La división y autonomía de poderes forzaba al parlamento a elaborar las leyes a las cuales un gobierno –todo gobierno– estaba sometido

Actualizada 10:42

1 de julio de 1985. A los más jóvenes, seguro, nada de extraordinario les suena en esa fecha. Y, sin embargo, en ese día fue enterrada la democracia española. Al menos, si nos tomamos el concepto de democracia en serio. Porque, a fuerza de repetirlo y manosearlo, un término es ajado hasta no significar ya nada. «Democracia», en distintos tonos enfatizada, ha sido lugar común de todas las retóricas políticas modernas: adornada con adjetivos a la medida (social, nacional, popular, sindicalista, orgánica…) o, más elegantemente, depurada de ellos. Pero un concepto que sirve para todo, no sirve para nada. La «democracia» moderna, si queremos no degradar sus ventajas –inmensas para quienes sufrieron otras cosas–, exige de nosotros que abordemos definirla como una determinada organización del Estado; y que exijamos detectar y corregir las corrupciones a las que fue sometida.

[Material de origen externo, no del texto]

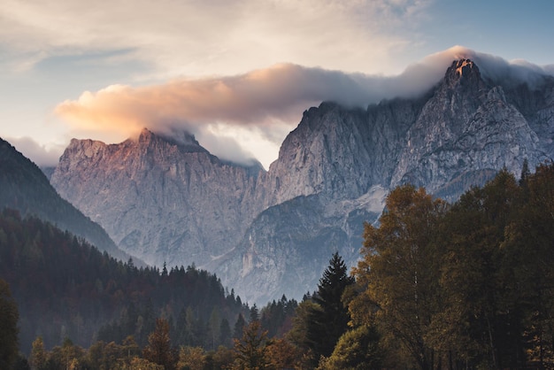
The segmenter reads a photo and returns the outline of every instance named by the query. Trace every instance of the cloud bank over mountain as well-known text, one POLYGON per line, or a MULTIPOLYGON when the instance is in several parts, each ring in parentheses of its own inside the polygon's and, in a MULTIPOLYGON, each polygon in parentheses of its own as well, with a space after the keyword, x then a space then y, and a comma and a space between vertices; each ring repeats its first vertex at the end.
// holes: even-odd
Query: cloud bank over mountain
POLYGON ((322 101, 365 107, 383 99, 418 96, 442 77, 452 60, 462 58, 475 60, 484 75, 503 83, 535 83, 539 76, 552 72, 551 66, 509 62, 455 46, 409 66, 396 76, 281 64, 234 76, 174 80, 136 88, 112 85, 63 102, 56 112, 84 137, 99 133, 125 137, 144 127, 166 133, 181 128, 196 135, 215 154, 240 162, 256 154, 244 148, 241 132, 255 133, 277 150, 308 107, 322 101))

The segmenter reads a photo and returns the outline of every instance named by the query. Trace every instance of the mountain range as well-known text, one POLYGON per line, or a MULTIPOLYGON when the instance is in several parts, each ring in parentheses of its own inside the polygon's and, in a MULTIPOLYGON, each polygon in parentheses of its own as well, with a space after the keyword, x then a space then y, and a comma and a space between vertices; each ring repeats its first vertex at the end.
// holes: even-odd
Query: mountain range
POLYGON ((207 268, 250 302, 298 297, 334 251, 355 263, 396 186, 454 200, 554 157, 554 78, 492 72, 455 60, 419 96, 310 108, 267 171, 145 128, 119 144, 72 140, 50 182, 146 263, 207 268))
MULTIPOLYGON (((61 198, 42 171, 5 140, 0 139, 0 209, 36 216, 88 240, 100 251, 127 261, 130 255, 115 245, 100 227, 61 198)), ((137 266, 144 264, 135 258, 137 266)))

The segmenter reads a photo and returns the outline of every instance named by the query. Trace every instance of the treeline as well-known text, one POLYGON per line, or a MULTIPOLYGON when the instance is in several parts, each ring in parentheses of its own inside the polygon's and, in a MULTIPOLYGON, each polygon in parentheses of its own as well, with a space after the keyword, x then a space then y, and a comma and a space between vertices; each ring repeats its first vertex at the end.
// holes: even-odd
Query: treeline
MULTIPOLYGON (((554 166, 501 171, 451 205, 399 187, 364 239, 347 304, 379 366, 554 368, 554 166)), ((341 341, 324 368, 353 366, 341 341)))
MULTIPOLYGON (((230 346, 239 316, 248 320, 250 314, 240 297, 206 271, 139 268, 12 210, 0 213, 0 278, 18 304, 20 348, 27 354, 38 336, 46 348, 65 338, 88 348, 128 335, 142 347, 160 317, 169 320, 177 345, 230 346)), ((296 302, 281 301, 275 304, 292 304, 294 312, 296 302)), ((276 322, 284 320, 272 314, 268 325, 277 333, 276 322)))
MULTIPOLYGON (((18 251, 12 260, 19 264, 41 259, 33 248, 18 251)), ((317 290, 299 304, 283 297, 258 312, 193 267, 159 272, 111 263, 152 279, 139 280, 148 294, 130 284, 128 292, 124 286, 125 292, 110 295, 103 304, 129 304, 88 350, 65 339, 44 351, 35 339, 31 367, 38 356, 50 361, 42 368, 76 369, 554 368, 554 165, 535 173, 525 166, 519 180, 501 171, 452 204, 423 189, 396 188, 379 224, 365 225, 357 267, 349 274, 334 254, 317 290), (186 282, 195 286, 192 276, 203 274, 219 293, 194 299, 213 304, 195 311, 187 301, 176 309, 172 279, 177 292, 192 297, 186 282), (150 327, 145 317, 151 317, 150 327)), ((125 278, 100 281, 97 292, 117 292, 125 278)))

1 de julio, pues. Ley orgánica 6/1985. Acerca del Poder judicial. La anécdota la pone el tan dicharachero –y tan parcamente ilustrado– Alfonso Guerra: «hay que enterrar a Montesquieu»; proyecto académico mayor, sin duda. Tras el cual no había más que un mustio enfado partidista. El Constitucional había disentido del criterio socialista sobre el aborto. Y el vicepresidente salía al quite del arrogante gobierno de Felipe González: «Si el fallo del Tribunal Constitucional sobre el aborto nos es desfavorable, habrá que poner en marcha la máquina de hacer indultos. Las leyes no pueden permanecer paradas por doce personas que además no han sido elegidas por las urnas». Que la ley hubiera sido definida por Montesquieu –y por todo el garantismo posterior– como única protección del ciudadano frente a un ejecutivo cuyo inmenso poderío podría laminarlo sin apenas mover un meñique, no afectaba a tal providencialismo: todo cuanto se le antoje el jefe, no sólo es ley, es imperativo categórico para la moral ciudadana. Hay quien podría llamar a eso un deseo totalitario. Pero evitemos la retórica. Peligroso, sí que era. En la tradición alemana de 1934, eso se formulaba en un axioma brillante: «El Führer es fuente de derecho».

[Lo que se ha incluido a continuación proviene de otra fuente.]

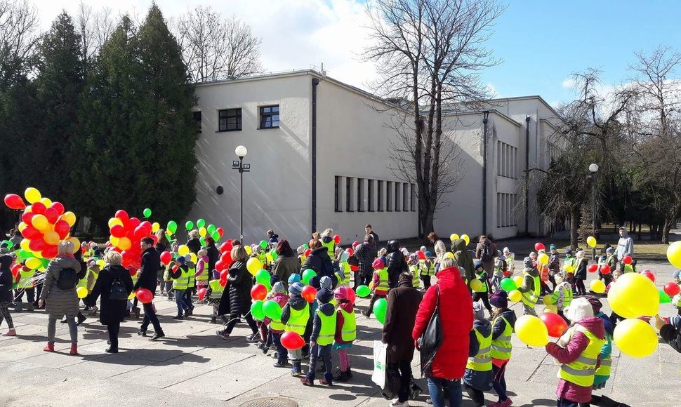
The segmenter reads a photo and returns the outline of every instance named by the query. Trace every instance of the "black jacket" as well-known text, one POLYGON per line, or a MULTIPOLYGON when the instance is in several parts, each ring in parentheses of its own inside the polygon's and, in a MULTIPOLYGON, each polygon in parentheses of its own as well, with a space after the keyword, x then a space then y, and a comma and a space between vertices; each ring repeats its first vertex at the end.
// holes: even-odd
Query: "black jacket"
POLYGON ((142 267, 140 269, 140 278, 135 284, 135 290, 146 288, 156 295, 156 284, 158 281, 159 269, 161 267, 161 257, 158 251, 150 247, 142 253, 142 267))
POLYGON ((109 294, 111 293, 111 285, 117 279, 119 279, 125 286, 126 291, 129 295, 133 291, 133 279, 130 276, 130 273, 123 266, 108 265, 97 277, 97 282, 92 289, 92 293, 88 297, 88 304, 95 304, 97 298, 102 295, 102 300, 100 305, 99 320, 104 325, 114 323, 115 322, 123 322, 125 318, 126 308, 128 302, 126 300, 110 300, 109 294))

¿Cuál era la función pragmática de ese académico «entierro de Montesquieu»? Una primordial: desactivar el poder judicial; esto es, abolir el control de la ley sobre los gobernantes. Para lograrlo, el gobierno de los jueces, en vez de ser designado por los propios magistrados, como la Constitución preveía, pasaba a manos de los partidos con representación en el parlamento. De modo equitativo: esto es, por cuota. Lógica de apisonadora: el parlamento funcionaba ya –para eso estaban las listas cerradas– como apéndice del ejecutivo. A partir de la ley 6/1985, el Consejo General del Poder Judicial se trocaba en fotocopia del Parlamento; y, a través de ese «órgano de gobierno de los jueces», las instancias jurisdiccionales clave se cubrían a la medida. El poder ejecutivo pasaba, así, a poder único. Pasaron 37 años. Todo sigue igual. Gobierne quien gobierne.

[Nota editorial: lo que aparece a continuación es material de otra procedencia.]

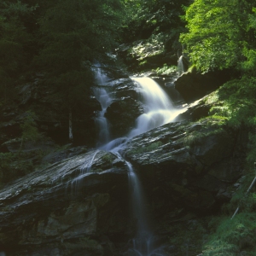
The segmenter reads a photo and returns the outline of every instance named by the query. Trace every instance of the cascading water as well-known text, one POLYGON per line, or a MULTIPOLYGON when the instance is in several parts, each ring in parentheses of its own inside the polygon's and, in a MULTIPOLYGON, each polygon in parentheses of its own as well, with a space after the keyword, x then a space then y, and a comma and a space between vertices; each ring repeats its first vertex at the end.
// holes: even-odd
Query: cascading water
POLYGON ((96 82, 102 87, 94 88, 94 95, 97 101, 101 103, 102 111, 99 111, 98 115, 95 119, 96 127, 98 131, 98 144, 101 146, 109 142, 109 127, 108 119, 105 118, 107 108, 111 104, 113 99, 109 96, 108 90, 103 88, 108 82, 108 76, 102 72, 100 65, 98 64, 95 69, 96 82))
POLYGON ((184 70, 184 65, 183 65, 183 55, 181 55, 179 58, 178 58, 178 61, 177 61, 177 71, 180 74, 183 73, 185 72, 184 70))
POLYGON ((183 109, 173 107, 166 92, 150 78, 133 78, 133 80, 141 87, 139 93, 145 113, 137 118, 136 127, 131 130, 128 137, 169 123, 183 112, 183 109))
MULTIPOLYGON (((97 73, 97 75, 101 75, 98 80, 101 80, 102 85, 104 84, 106 77, 102 80, 102 73, 97 73)), ((136 127, 128 134, 128 138, 171 122, 183 112, 183 109, 173 107, 167 95, 153 79, 146 77, 133 78, 132 79, 139 85, 138 93, 144 106, 145 113, 137 118, 136 127)), ((119 150, 125 145, 127 137, 116 138, 108 143, 109 141, 108 124, 104 114, 107 108, 111 104, 112 99, 108 91, 102 87, 95 89, 94 93, 102 108, 96 119, 96 124, 98 125, 100 131, 98 147, 103 144, 103 146, 101 146, 102 149, 111 151, 119 158, 122 158, 119 150)), ((95 152, 91 161, 87 164, 86 172, 90 170, 90 165, 91 166, 96 154, 97 151, 95 152)), ((165 256, 165 253, 161 252, 161 248, 154 247, 152 242, 154 236, 148 228, 146 218, 147 210, 140 181, 133 171, 131 164, 126 160, 125 161, 128 168, 132 215, 133 218, 137 220, 137 236, 132 240, 133 246, 127 253, 129 256, 165 256)), ((83 175, 81 177, 83 177, 83 175)))
POLYGON ((109 128, 108 119, 104 117, 107 108, 111 104, 112 98, 104 88, 95 88, 94 94, 97 101, 102 105, 102 111, 95 119, 96 129, 98 131, 98 146, 109 142, 109 128))
POLYGON ((87 173, 89 173, 90 172, 91 166, 92 166, 94 160, 98 152, 99 152, 99 149, 96 149, 95 151, 92 158, 85 160, 84 164, 83 165, 83 166, 80 169, 80 174, 72 181, 71 187, 72 187, 72 189, 74 188, 75 191, 79 190, 79 184, 81 182, 83 182, 84 176, 87 175, 87 173))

En 1748, Montesquieu había formulado su principio de cautela. Muy sencillo. Y muy operativo. «Es necesario que, por la disposición de las cosas, el poder contrarreste al poder». La división y autonomía de poderes forzaba al parlamento a elaborar las leyes a las cuales un gobierno –todo gobierno– estaba sometido. Y a configurar un cuerpo autónomo de funcionarios, los magistrados, que aplicasen esa ley a todos los ciudadanos: incluidos los miembros del parlamento o del gobierno. En rigor, a eso se llama democracia. Todos los demás aspectos de un régimen democrático pueden, en ciertos límites, ser aleatorios. La división y autonomía de poderes es intocable. O, más bien, debiera serlo. Hace ya treinta y cinco años que no lo es plenamente entre nosotros. Hasta ser hoy tarea de capataces a la medida del Doctor Sánchez: «¿Quién manda en la fiscalía…? Pues eso».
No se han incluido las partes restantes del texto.